Wechat official account: Ilulaoshi/personal website: lulaoshi.info

AlexNet added convolution layer on the basis of LeNet, but AlexNet made a lot of adjustments to the convolution window, the number of output channels and the construction order. Although AlexNet pointed out the excellent performance of deep convolutional neural network, it did not provide simple rules to guide later researchers on how to design new networks.

The VGG Network, which stands for the laboratory’s name, is the brainchild of Oxford’s Visual Geometry Group. The VGG paper elaborates some of its findings from the ImageNet 2014 Challenge, suggesting that depth models can be constructed by reusing base blocks.

VGG block

Generally speaking, the law of constructing CNN foundation block is as follows:

  1. A convolution layer
  2. A nonlinear activation function, e.g. ReLU
  3. A pooling layer, such as the maximum pooling layer

The method proposed in the VGG paper is to continuously use several identical convolutional layers with 1 filling and 3 × 3 window shape, followed by a maximum pooling layer with 2 steps and 2 × 2 window shape. The convolution layer keeps the height and width of the input and output constant, while the pooling layer halves the size of the input.

For a given receptive field (the local size of the input image related to the output), the accumulation of small convolution kernels is better than the large convolution kernels, because increasing the network depth can ensure that the network can learn more complex patterns, and the whole model has fewer parameters, and the cost is relatively small.

We implement this basic VGG block using the vgg_block() method, which takes several parameters: the number of convolutional layers in the block, and the number of input and output channels.

def vgg_block(num_convs, in_channels, out_channels) :
    ''' Returns a block of convolutional neural network Parameters: num_convs (int): number of convolutional layers this block has in_channels (int): input channel number of this block out_channels (int): output channel number of this block Returns: a nn.Sequential network: '''
    layers=[]
    for _ in range(num_convs):
        # (input_shape - 3 + 2 + 1) / 1 = input_shape
        layers.append(nn.Conv2d(in_channels, out_channels, kernel_size=3, padding=1))
        layers.append(nn.ReLU())
        in_channels = out_channels
    # (input_shape - 2 + 2) / 2 = input_shape / 2
    layers.append(nn.MaxPool2d(kernel_size=2,stride=2))
    return nn.Sequential(*layers)
Copy the code

VGG network

VGG is similar to AlexNet and LeNet. VGG network is divided into two parts, the first part is the convolution layer and pooling layer module, and the second part is the full connection layer module.

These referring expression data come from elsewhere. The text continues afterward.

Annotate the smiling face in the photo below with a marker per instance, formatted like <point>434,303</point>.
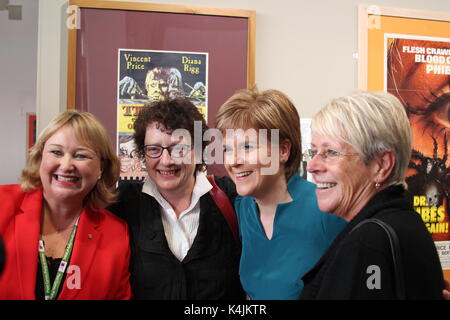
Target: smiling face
<point>69,169</point>
<point>246,159</point>
<point>169,175</point>
<point>344,183</point>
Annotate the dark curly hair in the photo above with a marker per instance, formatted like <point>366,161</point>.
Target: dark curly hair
<point>172,114</point>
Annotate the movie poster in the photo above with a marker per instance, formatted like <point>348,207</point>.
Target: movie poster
<point>146,76</point>
<point>418,73</point>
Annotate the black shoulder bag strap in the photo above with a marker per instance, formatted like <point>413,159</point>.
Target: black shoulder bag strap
<point>395,250</point>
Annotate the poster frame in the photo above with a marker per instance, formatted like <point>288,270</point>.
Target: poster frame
<point>370,73</point>
<point>368,18</point>
<point>195,11</point>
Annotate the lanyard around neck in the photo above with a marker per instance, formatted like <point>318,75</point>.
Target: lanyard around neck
<point>52,291</point>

Convolution layer and pooling layer module are composed of multiple base blocks connected, namely the base block returned by vgg_block() method. We only need to provide vgg_block() method with: the number of convolution layers contained in this block, and the number of input and output channels of this block. We define the variable conv_arch, which is a list of tuples for each element in the list. Conv_arch determines the number of convolutional layers and the number of input-output channels in each VGG block. The full connection layer module is the same as in AlexNet. The following VGG () method returns the entire VGG network with the input parameter conv_arch.

def vgg(conv_arch) :
    ''' Returns the VGG network Parameters: conv_arch ([(int, int)]): a list which contains vgg block info. the first element is the number of convolution layers this block have. the latter element is the output channel number of this block. Returns: a nn.Sequential network: '''
    # The convolutional part
    conv_blks=[]
    in_channels=1
    for (num_convs, out_channels) in conv_arch:
        conv_blks.append(vgg_block(num_convs, in_channels, out_channels))
        in_channels = out_channels

    return nn.Sequential(
        *conv_blks, nn.Flatten(),
        # The fully-connected part
        nn.Linear(out_channels * 7 * 7.4096), nn.ReLU(), nn.Dropout(0.5),
        nn.Linear(4096.4096), nn.ReLU(), nn.Dropout(0.5),
        nn.Linear(4096.10))
Copy the code

Now let’s construct a VGG network. It has 5 convolution blocks, the first 2 blocks use single convolution layer, and the last 3 blocks use double convolution layer. The input and output channels of the first block are 1 and 64 respectively. The number of input channels of the first block depends on the data set used. The number of channels of the Fashion MNIST data is 1, and the number of input channels of ImageNet data is generally 3. Then double the number of output channels each time until it becomes 512. Because this network uses eight convolutional layers and three full connection layers, it is often referred to as VGG-11.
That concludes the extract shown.